Die Morgen in Bewegung gehören dem Routenlesen und der Navigation. Erfahrene Führer wie Joran Skywatcher lehren jüngere Mitglieder, Kombinationen von Wegmarken, Sternpositionen und das Verhalten kreisender Sky Falcons zu lesen, um sich ohne Karte oder Kompass zu orientieren. Mittagshalte erlauben Pferdepflege, Wasserverteilung und kurze gemeinschaftliche Mahlzeiten, aufgebaut um getrocknetes Auroch-Fleisch, Aurora-Bloom-Tees und Windgras-Fladenbrot. Kräuterkundige durchforsten ihre Beutel und das Gelände um jeden Halt nach nützlichen Pflanzen, fügen den Vorräten frische Aurora-Bloom-Blütenblätter hinzu und schneiden Starthread Moss von feuchten Felswänden, wo es erscheint.
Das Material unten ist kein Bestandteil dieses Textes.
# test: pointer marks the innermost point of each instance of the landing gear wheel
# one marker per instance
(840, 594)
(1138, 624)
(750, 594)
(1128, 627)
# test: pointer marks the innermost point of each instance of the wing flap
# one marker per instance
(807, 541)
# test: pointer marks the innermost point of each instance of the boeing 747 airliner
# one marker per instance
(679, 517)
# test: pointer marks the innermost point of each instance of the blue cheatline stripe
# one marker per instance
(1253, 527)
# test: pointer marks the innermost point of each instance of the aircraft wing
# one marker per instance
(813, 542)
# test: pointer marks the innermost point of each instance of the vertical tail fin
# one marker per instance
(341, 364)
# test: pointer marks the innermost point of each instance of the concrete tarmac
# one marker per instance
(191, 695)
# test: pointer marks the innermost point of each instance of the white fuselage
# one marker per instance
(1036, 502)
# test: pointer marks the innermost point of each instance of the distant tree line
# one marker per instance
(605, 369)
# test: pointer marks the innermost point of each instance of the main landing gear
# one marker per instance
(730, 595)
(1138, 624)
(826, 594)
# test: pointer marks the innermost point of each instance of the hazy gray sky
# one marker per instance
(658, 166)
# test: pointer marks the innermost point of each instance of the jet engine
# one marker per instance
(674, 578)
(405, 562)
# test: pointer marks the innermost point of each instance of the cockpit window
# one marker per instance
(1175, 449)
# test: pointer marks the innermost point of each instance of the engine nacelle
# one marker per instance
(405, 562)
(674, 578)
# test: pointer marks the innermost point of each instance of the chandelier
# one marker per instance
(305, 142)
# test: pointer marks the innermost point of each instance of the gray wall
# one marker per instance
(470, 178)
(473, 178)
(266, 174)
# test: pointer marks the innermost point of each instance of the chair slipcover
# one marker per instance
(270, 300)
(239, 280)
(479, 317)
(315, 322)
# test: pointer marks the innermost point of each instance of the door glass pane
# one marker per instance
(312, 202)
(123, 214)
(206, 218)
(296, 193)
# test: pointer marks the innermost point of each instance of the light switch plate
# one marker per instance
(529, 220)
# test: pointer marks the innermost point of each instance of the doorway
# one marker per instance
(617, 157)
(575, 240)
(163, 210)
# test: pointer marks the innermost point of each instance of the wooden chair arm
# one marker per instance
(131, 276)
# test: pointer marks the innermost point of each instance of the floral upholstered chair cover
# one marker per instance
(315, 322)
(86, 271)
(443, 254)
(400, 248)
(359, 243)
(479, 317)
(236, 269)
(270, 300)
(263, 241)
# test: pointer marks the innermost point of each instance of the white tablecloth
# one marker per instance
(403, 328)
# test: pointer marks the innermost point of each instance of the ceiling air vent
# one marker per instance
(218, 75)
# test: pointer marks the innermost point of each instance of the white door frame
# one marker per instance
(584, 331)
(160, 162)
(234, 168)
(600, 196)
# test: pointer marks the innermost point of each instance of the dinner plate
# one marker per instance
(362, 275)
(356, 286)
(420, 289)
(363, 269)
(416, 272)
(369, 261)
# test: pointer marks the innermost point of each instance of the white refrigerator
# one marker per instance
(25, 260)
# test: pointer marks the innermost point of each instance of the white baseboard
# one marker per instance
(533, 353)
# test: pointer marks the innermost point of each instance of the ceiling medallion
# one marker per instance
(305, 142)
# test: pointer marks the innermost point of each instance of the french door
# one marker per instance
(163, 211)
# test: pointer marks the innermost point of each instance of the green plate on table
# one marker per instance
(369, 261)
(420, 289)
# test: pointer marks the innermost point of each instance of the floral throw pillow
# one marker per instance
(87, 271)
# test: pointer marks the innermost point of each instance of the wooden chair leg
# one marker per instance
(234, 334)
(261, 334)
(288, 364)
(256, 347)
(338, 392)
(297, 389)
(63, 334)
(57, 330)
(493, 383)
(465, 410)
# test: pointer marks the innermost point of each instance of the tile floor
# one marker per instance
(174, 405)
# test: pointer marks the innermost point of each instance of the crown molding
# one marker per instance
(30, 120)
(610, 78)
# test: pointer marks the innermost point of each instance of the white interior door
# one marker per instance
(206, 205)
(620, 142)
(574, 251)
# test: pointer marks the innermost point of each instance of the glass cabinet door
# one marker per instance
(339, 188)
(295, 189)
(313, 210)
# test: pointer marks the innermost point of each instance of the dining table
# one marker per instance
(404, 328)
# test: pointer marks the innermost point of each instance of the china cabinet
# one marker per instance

Mahlzeiten und Abende zentrieren sich um das gemeinschaftliche Feuer, wo Erzähler, unter den geehrtesten Mitgliedern jedes Stammes, mündliche Überlieferungen, Legenden und Nachrichten der weiteren Welt zu Darbietungen verweben, die zugleich Unterhaltung, Bildung und geistliche Praxis sind. Die aurora-erleuchteten Nächte der Ebenen bieten einen spektakulären Hintergrund für diese Versammlungen, und das sanfte Klingen von Windzauberstücken im geflochtenen Haar begleitet jede Erzählung. Sky Falcons sitzen auf geschnitzten Holzständern nahe dem Rand der Karawane, ihre Intelligenz offenbar in der Weise, wie sie dem Fluss des Gesprächs folgen. Kinder schlafen zum Klang von Geschichten ein und erwachen zum Klang von Pferden; für die Nomaden sind diese beiden Klänge der Rhythmus der Existenz selbst.